On the island and around the bay of MaranhÃo a prosperous colony grew up. Certain enterprising business men made a contract with the government and started a regular propaganda for immigrants, and induced a large number to come from the Azores. The state thus founded was one of the most prosperous in Brazil, and was especially celebrated for the politeness and cultivation of its inhabitants. Some of the greatest names in Portuguese literature are those of Maranhenses. It is commonly said that the best Portuguese is spoken in MaranhÃo, and not in Lisbon, Rio, or Porto—just as the English of Dublin, Aberdeen, or Boston is considered better than that of London or New York, and the Spanish of Lima and BogotÁ better than that of Madrid, Barcelona, or Buenos Aires.
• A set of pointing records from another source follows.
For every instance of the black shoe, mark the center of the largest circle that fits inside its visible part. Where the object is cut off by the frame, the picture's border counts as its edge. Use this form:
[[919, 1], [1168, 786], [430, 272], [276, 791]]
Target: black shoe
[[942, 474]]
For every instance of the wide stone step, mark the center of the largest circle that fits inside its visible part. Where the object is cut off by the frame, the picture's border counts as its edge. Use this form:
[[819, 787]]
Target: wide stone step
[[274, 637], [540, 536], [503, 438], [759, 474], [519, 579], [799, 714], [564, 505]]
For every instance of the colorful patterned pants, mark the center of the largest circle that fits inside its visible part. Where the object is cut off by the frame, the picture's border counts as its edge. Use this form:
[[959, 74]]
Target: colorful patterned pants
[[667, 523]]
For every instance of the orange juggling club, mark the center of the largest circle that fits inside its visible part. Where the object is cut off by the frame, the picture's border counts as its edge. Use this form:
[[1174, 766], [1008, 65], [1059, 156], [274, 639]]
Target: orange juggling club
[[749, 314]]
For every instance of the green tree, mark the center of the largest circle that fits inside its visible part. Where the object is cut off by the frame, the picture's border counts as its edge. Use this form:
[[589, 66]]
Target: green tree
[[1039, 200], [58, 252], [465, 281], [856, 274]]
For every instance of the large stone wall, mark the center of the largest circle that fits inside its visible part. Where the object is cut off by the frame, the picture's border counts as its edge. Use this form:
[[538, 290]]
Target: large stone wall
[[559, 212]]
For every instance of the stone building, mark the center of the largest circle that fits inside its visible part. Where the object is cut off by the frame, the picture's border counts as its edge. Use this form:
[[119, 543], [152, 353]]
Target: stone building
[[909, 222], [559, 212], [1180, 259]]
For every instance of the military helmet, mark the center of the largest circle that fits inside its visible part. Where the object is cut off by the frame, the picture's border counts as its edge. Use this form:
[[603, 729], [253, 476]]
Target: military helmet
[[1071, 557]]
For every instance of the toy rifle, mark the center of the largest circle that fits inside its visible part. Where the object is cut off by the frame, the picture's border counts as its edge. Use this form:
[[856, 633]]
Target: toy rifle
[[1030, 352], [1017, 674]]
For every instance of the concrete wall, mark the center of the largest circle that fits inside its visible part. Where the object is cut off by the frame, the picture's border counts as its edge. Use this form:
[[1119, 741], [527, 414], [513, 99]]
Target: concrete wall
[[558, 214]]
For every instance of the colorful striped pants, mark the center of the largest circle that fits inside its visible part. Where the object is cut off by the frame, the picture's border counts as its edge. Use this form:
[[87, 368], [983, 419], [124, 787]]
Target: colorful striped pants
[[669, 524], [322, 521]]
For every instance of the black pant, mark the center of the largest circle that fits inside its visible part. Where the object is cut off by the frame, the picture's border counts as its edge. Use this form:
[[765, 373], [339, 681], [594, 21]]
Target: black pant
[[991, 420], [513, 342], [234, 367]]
Meanwhile population and wealth had been increasing satisfactorily in the older provinces south of Cape St. Roque. By 1626 Pernambuco and Bahia had grown to be towns of something like ten thousand inhabitants, and the people of the respective provinces numbered about a hundred thousand. Ilheos, Porto Seguro, and Espirito Santo had made no progress, but Rio had become a city of six thousand, while the shores of her bay and the adjacent coast were now fairly settled. Rio and Santos really performed the function of ports for the foreign commerce of Paraguay and the Argentine because the Spanish laws did not permit these colonies to have ports of their own. Campos was now settled and its sugar industry was prospering. On the SÃo Paulo plains the Paulistas had spread to the north-east to the headwaters of the Parahyba and borders of the present state of Rio, and north-west down the navigable TietÉ, along which they found an easy track for their expeditions in search of slaves. The Jesuits had long since been unable to control or check the Paulistas, and had abandoned the missions near the coast. In the remote interior, along the ParanÁ and its great tributaries, the defeated priests thought that they would be safe, and about the end of the sixteenth century they entered that region by way of Paraguay. The Paulistas recked little of the government, especially now that the king was Spanish, and, advancing the claim that Spanish Jesuits had established missions on Portuguese territory, they proceeded to wipe out the new missions.

It seems incredible that their little bands could have penetrated such distances and accomplished such results, but it is on record that they tracked nearly to the Andes, and practically exterminated, the aboriginal population of half Brazil. The Jesuits tell us that between 1614 and 1639 four hundred Paulistas with two thousand Indian allies captured and killed three hundred thousand natives. In 1632 they utterly destroyed the great Jesuit settlements on the Upper ParanÁ, though this involved an expedition of fifteen hundred miles, much of which is to this day rarely penetrable. One of their expeditions was like an ambulating village—women, children, and domestic animals accompanying it. They sometimes were obliged to stop, sow a crop, and wait for it to mature before they could proceed. For the time being, these predatory Paulistas almost reverted to the nomadic stage.

Naturally, no complete record of these expeditions survives. Their members were not literate men, and it is only when they fought the Jesuits, or when they discovered minerals, that a record of their routes has been preserved. We know that before 1632 they had traversed all of southern Brazil, and Paraguay, and even eastern Argentina and Uruguay. Incursions to the north and west followed shortly. There is an authentic record of an expedition reaching Goyaz as early as 1647, and it is probable that by that time they had penetrated the central plateau which stretches across to the Andes, had seen the headwaters of the southern tributaries of the Amazon, and had followed the eastern mountain chain almost to the northern ocean. The Paulistas secured to their country and their race more than a million square miles of fertile and salubrious territory.